Indian armed forces have traditionally been part of government response arrangements for natural disasters given the limitations on the coping capacity of local administration. Airpower has been a critical component within the military response capability. Disaster Management Act, 2005, was enacted with the aim of addressing the ever-increasing dependence on armed forces and evolving a holistic approach to disaster management. The Act, while establishing the specialized National Disaster Response Force (NDRF) did not articulate the role of armed forces within the new framework. Role of airpower in disaster response has received little or no attention at the national level in India.

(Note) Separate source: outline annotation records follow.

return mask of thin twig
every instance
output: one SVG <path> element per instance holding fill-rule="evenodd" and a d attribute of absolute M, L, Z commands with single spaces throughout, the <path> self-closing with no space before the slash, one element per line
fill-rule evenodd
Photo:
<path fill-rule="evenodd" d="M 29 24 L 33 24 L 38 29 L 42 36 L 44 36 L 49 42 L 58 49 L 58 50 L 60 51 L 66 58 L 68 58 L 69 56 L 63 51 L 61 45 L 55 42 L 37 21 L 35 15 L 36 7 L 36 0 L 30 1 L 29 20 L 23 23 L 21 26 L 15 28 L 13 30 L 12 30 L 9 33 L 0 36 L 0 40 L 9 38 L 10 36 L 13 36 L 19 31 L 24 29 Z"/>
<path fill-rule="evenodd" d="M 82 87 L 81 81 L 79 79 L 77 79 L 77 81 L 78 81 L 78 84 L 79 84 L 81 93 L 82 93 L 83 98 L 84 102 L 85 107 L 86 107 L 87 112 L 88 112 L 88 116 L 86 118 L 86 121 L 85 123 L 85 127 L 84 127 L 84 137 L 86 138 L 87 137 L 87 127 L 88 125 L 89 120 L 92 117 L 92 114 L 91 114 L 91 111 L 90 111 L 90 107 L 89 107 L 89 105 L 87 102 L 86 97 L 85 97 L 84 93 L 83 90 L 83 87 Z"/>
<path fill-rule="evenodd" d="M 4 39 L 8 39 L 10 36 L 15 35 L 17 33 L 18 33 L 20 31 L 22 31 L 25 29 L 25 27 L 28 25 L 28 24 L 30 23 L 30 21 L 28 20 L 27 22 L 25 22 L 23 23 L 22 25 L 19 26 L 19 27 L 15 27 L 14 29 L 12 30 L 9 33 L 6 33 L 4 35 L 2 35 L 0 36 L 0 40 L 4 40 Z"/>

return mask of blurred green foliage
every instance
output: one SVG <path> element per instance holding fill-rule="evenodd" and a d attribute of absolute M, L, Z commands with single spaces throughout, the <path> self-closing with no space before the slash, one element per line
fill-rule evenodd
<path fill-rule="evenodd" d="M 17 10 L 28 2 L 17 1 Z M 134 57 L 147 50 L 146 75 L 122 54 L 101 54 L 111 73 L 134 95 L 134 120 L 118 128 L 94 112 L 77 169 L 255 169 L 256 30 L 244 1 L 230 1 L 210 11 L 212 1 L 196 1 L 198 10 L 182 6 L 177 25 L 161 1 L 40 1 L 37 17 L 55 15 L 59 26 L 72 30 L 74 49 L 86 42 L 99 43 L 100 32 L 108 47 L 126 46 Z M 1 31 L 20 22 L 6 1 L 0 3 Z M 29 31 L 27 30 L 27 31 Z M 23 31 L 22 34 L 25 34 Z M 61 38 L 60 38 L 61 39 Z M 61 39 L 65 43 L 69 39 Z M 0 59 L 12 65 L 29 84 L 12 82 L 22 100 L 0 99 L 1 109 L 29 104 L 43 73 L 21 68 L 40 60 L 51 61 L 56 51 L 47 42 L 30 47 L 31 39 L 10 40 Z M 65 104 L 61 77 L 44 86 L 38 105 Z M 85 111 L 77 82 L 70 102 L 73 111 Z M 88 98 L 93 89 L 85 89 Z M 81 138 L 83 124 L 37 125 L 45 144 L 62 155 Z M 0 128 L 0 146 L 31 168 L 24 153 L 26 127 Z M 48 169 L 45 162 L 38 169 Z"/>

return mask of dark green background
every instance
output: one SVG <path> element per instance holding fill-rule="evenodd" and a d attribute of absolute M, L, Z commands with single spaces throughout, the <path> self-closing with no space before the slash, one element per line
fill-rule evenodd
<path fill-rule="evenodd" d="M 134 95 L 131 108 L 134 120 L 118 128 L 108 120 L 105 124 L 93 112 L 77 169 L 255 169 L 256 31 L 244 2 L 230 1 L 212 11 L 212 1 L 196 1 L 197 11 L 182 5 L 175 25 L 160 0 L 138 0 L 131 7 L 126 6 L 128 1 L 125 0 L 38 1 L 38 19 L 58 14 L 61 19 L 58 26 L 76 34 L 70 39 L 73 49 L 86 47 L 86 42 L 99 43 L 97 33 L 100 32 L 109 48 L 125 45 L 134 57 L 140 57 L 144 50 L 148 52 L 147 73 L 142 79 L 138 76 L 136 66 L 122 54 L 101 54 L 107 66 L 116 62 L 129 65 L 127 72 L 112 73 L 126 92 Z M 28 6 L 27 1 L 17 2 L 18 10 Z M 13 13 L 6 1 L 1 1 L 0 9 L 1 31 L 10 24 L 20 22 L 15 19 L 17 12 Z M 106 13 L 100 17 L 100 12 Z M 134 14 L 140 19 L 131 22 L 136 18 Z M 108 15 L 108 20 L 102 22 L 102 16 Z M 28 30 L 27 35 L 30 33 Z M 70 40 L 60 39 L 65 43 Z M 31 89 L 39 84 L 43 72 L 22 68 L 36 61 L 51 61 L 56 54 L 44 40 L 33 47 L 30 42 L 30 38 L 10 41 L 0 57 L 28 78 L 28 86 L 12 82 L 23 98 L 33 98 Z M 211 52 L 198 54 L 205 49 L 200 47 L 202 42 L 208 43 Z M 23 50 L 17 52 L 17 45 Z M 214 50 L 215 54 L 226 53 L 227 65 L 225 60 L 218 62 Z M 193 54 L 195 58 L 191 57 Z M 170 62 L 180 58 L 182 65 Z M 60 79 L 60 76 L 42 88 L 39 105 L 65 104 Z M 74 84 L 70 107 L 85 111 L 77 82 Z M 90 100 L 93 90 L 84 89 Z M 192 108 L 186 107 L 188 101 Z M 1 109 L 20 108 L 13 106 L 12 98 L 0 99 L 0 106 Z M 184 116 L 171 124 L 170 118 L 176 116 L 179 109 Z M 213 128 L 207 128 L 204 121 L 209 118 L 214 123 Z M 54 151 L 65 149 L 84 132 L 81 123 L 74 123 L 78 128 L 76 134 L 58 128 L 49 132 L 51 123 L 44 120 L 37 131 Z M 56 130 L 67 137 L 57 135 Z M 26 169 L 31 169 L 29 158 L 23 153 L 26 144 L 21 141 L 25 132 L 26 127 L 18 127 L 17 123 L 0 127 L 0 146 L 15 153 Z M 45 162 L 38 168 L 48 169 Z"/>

This thesis examines the role of armed forces, airpower in particular, within the current legal framework that comprises of Disaster Management (DM) Act 2005 and the internal doctrinal framework of the armed forces. The introductory chapter reviews the evolution of disaster management frameworks, both globally and nationally. The subsequent chapter reviews the literature on positing the military within the legal frameworks of countries with long history of disaster response, and brings out the prominent challenges to military participation. The third chapter on methodology explains the rationale of an inductive approach with an iterative data collection method used in this thesis. Chapter 4 examines the legal framework of disaster response in India. It also presents a 30-year (1988-2018) database of armed forces involvement in disaster response in terms of distribution of relief material, evacuation of stranded people, etc. It finds that contrary to the aim of the DM Act, the dependence on armed forces has increased both in terms of extent and frequency of military deployment. A comparison of military and NDRF operations shows NDRF‘s inadequacies in terms of its total number of personnel and geographical location. Chapter 5 examines the internal Service doctrines of India‘s armed forces with respect to their role in DM. The subsequent two chapters cover three case studies, viz., Uttarakhand 2013, Srinagar 2014 and Chennai 2015. These case studies examine airpower employment in settings that offer diversity in socio-political contexts and technical challenges for state agencies in adequately absorbing the potential of airpower to deliver effective and efficient response. The case studies further reaffirm the pre-eminent and irreplaceable role of airpower in disaster response. The systemic issues of civil-military coordination that directly impinge on efficient and effective utilisation of airpower are key results of these case studies. The final chapter (chapter 8) summarises learnings and lessons learnt, concluding with recommendations of the study. The thesis underscores the critical need for policymakers to re-define the role of military within the DM framework and for military planners to re-examine own training and operational doctrines to play an effective role in disaster management.
Key Words: Disaster Management, Disaster Response, Disasters, Natural Hazards and Military in Disaster Response.